With the overwhelming urgency to take action to mitigate climate change, it’s easy to feel that anything individual people do to reduce their own carbon footprint doesn’t actually accomplish anything meaningful in the big picture.
When you hear calls to action to make changes in your own life, you may respond with skepticism of the intentions of those delivering that message. You might even ask why the responsibility falls on you personally to eat less of some your favorite foods or spend a little more time getting to work. Why should you have to think about which bin you are supposed to throw your trash into? None of it really makes a difference anyways, right? The answer is that individual participation in sustainable practices can make absolutely matters, and it works in a number of ways.
1. Individual Consumption Increases Demand
Although a lot of progress has been made through technological advancements and higher building standards, individual behaviors and business practices are still major factors in global greenhouse gas emissions. Until all energy around the world is emissions-free, when you buy something it creates a demand for energy that is likely filled by a method that produces carbon emissions.
The most ambitious plans estimate it will take until 2050 for the U.S. to reach 100% renewable energy. This means that saving energy will save carbon emissions for decades to come. Even if your local energy supply is 100% renewable, if the factories that produce the products that you buy get their energy elsewhere, emissions are produced.
In fact, the total amount of greenhouse gas emissions produced across California are doubled when consumption is factored in. By not addressing consumption, we are leaving half of our emissions on the table.
2. Not All Technology Is Accessible
LED lights are affordable and last longer than traditional light bulbs, but the majority of sustainable technologies are not nearly as widely accessible or affordable. For example, even though more and more people are buying electric cars, especially in places like the Bay Area, the vast majority of cars sold today are traditional fossil-fuel burning cars. Not everyone can afford to buy an electric car, and because the technology is still so new, used electric cars are difficult to find. So although the technology is available, many people are easily priced out of using it.
Across the board companies generally use the environmental benefits of a product to justify charging a higher price, which becomes in effect a tax on doing the right thing. Over time, the price of these products may fall, but the general public has to wait 10 years for new technologies to become as affordable as their high-carbon counterparts. If this pattern continues, putting all of our faith in technology to solve climate change will clearly not enough to mitigate emissions enough to keep climate change at a manageable level.
3. Individual Behavior Can Offset Technology
According to a case study comparing per capita emissions between dense urban areas in Helsinki and suburban areas, individual behavior not only makes an impact, but that impact can actually offset a significant portion of the gains made through infrastructure and contextual upgrades.

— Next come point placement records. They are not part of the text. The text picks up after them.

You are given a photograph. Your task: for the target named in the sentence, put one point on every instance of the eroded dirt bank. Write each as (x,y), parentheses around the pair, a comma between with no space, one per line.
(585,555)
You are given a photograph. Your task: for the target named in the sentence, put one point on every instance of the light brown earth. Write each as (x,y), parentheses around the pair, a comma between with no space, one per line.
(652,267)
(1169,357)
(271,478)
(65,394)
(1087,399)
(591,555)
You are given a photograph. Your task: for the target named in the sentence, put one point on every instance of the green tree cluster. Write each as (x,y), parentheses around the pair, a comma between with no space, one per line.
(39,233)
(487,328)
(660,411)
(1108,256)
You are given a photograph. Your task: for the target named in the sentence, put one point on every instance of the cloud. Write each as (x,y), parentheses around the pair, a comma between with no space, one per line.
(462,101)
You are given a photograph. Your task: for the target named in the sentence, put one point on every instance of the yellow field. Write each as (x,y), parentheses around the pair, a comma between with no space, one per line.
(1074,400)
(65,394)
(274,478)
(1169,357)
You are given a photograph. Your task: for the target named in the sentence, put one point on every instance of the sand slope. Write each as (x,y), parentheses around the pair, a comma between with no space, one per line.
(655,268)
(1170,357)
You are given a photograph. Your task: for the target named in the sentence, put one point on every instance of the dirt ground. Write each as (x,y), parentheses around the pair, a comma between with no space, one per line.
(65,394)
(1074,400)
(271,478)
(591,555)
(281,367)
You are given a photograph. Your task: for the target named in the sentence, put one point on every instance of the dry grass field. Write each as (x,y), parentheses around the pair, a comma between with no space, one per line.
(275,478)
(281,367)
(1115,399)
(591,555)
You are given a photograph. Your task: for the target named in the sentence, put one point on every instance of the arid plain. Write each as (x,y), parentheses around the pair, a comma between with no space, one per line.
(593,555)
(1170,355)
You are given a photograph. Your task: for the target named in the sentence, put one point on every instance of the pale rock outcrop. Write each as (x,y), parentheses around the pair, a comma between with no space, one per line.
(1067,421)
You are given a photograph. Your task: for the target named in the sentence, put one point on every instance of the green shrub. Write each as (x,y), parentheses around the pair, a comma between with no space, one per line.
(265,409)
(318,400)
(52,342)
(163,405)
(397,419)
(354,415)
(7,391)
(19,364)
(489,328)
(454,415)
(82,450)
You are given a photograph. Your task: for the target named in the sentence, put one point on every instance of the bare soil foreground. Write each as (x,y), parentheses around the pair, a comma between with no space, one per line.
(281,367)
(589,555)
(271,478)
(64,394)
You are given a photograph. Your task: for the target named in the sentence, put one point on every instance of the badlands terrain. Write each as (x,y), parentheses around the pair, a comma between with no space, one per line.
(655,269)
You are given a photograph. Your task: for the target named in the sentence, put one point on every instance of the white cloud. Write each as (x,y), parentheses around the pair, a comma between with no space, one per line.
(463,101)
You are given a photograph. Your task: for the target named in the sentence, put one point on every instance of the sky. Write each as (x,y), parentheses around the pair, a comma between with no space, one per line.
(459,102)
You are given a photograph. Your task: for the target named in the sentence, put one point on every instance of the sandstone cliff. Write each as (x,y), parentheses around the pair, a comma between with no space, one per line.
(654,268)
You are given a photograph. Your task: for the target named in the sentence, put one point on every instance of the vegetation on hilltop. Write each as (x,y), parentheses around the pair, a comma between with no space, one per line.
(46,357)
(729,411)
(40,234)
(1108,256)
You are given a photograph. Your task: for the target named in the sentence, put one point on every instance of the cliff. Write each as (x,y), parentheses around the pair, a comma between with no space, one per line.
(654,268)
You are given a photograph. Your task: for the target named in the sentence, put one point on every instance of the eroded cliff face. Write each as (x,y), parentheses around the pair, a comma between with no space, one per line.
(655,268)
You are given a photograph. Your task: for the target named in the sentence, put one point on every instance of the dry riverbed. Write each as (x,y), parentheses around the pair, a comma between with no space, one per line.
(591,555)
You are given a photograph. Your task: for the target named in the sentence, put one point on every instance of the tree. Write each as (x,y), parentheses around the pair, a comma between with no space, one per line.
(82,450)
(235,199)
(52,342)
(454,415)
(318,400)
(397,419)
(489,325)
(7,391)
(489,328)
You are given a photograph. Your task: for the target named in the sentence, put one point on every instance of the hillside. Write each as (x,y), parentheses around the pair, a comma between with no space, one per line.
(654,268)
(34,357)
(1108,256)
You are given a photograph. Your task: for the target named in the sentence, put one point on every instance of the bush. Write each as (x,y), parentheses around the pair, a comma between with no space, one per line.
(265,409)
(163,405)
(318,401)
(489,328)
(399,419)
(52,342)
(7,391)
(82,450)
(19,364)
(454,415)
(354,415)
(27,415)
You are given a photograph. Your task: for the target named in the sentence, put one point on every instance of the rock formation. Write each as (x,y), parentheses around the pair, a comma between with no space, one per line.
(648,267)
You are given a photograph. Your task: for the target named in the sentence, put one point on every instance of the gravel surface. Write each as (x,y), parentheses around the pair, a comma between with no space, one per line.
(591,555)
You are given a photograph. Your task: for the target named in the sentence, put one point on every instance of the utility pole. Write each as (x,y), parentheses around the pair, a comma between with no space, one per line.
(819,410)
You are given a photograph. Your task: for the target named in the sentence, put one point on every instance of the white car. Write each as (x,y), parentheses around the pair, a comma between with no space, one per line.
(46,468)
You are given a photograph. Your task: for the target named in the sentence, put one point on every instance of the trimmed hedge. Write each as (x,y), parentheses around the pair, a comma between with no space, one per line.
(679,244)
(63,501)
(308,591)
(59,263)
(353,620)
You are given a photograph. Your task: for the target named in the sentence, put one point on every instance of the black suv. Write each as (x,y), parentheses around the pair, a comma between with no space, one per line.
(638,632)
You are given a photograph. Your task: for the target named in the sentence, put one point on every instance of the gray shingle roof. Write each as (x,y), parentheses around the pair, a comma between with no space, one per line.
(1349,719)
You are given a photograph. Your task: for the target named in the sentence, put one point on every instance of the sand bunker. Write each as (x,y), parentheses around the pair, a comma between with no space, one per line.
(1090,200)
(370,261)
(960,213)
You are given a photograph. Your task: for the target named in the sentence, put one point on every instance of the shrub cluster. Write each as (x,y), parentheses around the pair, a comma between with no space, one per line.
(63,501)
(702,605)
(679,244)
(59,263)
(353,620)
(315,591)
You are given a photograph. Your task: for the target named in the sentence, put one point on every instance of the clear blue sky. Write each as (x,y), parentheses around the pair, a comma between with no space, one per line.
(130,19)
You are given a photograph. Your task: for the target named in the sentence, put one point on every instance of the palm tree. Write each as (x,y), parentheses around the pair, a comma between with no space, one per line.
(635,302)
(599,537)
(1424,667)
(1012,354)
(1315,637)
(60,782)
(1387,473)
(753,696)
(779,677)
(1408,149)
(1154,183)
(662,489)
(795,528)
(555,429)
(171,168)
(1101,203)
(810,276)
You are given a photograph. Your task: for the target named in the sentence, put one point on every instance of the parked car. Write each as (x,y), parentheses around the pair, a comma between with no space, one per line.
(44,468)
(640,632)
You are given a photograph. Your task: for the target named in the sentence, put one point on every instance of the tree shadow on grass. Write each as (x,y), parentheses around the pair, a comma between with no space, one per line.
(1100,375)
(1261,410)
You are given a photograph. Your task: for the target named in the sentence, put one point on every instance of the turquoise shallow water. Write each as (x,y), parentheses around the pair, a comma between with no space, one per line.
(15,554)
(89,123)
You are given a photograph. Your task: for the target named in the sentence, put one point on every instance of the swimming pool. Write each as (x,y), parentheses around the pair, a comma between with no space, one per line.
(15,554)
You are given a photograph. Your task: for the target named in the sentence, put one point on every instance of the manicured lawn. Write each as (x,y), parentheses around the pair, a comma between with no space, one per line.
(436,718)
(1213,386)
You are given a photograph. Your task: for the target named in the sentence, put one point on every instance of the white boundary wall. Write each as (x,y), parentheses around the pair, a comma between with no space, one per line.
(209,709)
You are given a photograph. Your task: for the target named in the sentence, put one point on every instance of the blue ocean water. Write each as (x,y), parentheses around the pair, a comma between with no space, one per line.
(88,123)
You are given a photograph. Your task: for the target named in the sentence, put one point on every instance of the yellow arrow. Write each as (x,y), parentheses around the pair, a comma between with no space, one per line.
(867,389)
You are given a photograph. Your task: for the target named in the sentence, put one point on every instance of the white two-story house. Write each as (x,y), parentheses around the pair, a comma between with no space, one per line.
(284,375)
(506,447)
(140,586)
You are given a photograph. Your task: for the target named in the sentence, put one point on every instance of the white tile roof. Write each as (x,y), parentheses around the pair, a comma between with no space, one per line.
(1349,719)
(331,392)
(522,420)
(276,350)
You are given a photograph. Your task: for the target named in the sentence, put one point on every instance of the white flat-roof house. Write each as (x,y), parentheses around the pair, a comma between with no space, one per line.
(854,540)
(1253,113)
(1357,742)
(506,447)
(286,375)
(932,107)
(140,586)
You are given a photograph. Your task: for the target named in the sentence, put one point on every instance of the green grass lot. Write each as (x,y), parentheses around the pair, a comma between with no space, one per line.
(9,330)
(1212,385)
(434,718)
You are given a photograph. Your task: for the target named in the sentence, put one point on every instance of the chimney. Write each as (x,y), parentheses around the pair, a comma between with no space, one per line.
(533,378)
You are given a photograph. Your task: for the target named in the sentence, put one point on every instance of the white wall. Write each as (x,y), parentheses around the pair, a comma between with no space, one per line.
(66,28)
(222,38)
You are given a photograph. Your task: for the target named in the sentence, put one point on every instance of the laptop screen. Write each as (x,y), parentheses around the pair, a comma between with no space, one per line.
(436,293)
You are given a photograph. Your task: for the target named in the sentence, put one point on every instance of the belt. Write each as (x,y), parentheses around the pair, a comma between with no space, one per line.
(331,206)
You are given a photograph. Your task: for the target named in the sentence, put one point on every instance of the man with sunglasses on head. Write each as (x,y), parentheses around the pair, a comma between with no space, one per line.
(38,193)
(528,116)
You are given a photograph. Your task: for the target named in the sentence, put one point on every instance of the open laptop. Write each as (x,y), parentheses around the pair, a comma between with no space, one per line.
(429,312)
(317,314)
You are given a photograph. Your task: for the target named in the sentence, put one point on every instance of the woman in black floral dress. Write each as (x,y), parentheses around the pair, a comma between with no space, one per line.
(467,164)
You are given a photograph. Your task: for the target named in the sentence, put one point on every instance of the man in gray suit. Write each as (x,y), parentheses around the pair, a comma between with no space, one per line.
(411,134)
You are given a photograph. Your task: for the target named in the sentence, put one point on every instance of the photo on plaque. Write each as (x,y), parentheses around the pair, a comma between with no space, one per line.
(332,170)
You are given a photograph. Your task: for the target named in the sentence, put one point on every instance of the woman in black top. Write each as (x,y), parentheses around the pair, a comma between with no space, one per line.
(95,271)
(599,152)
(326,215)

People who live in dense urban areas are often thought to produce less greenhouse gas emissions because they are much more likely to take public transit, and require less energy to heat and cool their homes. However, this study shows that in fact the opposite is true. Because the culture of urban areas is based more around consumption, they have a higher carbon footprint per capita despite the savings achieved through density.
This suggests that if we turn a blind eye to the impacts of individual behavior and rely completely on the promise of technology to solve our climate problem, we may end of producing more greenhouse gas emissions.
4. The Power Of The Influencer
I’ve heard people liken people making individual changes to reduce their carbon footprint to making new years resolutions, trying make the point that we shouldn't ask individual people to make changes at all. New years resolutions are, of course, notorious for their high failure rate, suggesting that because individual commitments are not reliable so they should be forgotten.
But this metaphor ignores the power of influence and culture, which people more recently understand in the context of social media. Instead, think of individual changes as a part of a cultural shift. The power of the individual lies not only in the changes that they make in their own life that reduce carbon emissions, but in the wider social and cultural reinforcement of sustainable choices as a non-political norm. In other words, part of the power of an individual making a change is the social proof it provides to others.
Today, people who take steps to reduce their carbon footprint don’t get consistent social feedback from their peers. The effect of this inconsistent social feedback in many cases is that people are more likely to feel that a sustainable choice that does not directly save money is a solely personal resolution.
In general, mosts people really just want to fit in and do what other people are doing. Even in the most environmentally focused organizations, the pressure to be seen as fitting in is often is more powerful than an individual's personal commitment to making sustainable choices. This is why providing social proof for carbon-reducing lifestyles has the power to change many people’s behaviors.
Sarah Schwartz is the lead consultant for Office Climate Solutions. She writes about the intersection of sustainability, business, and the workplace.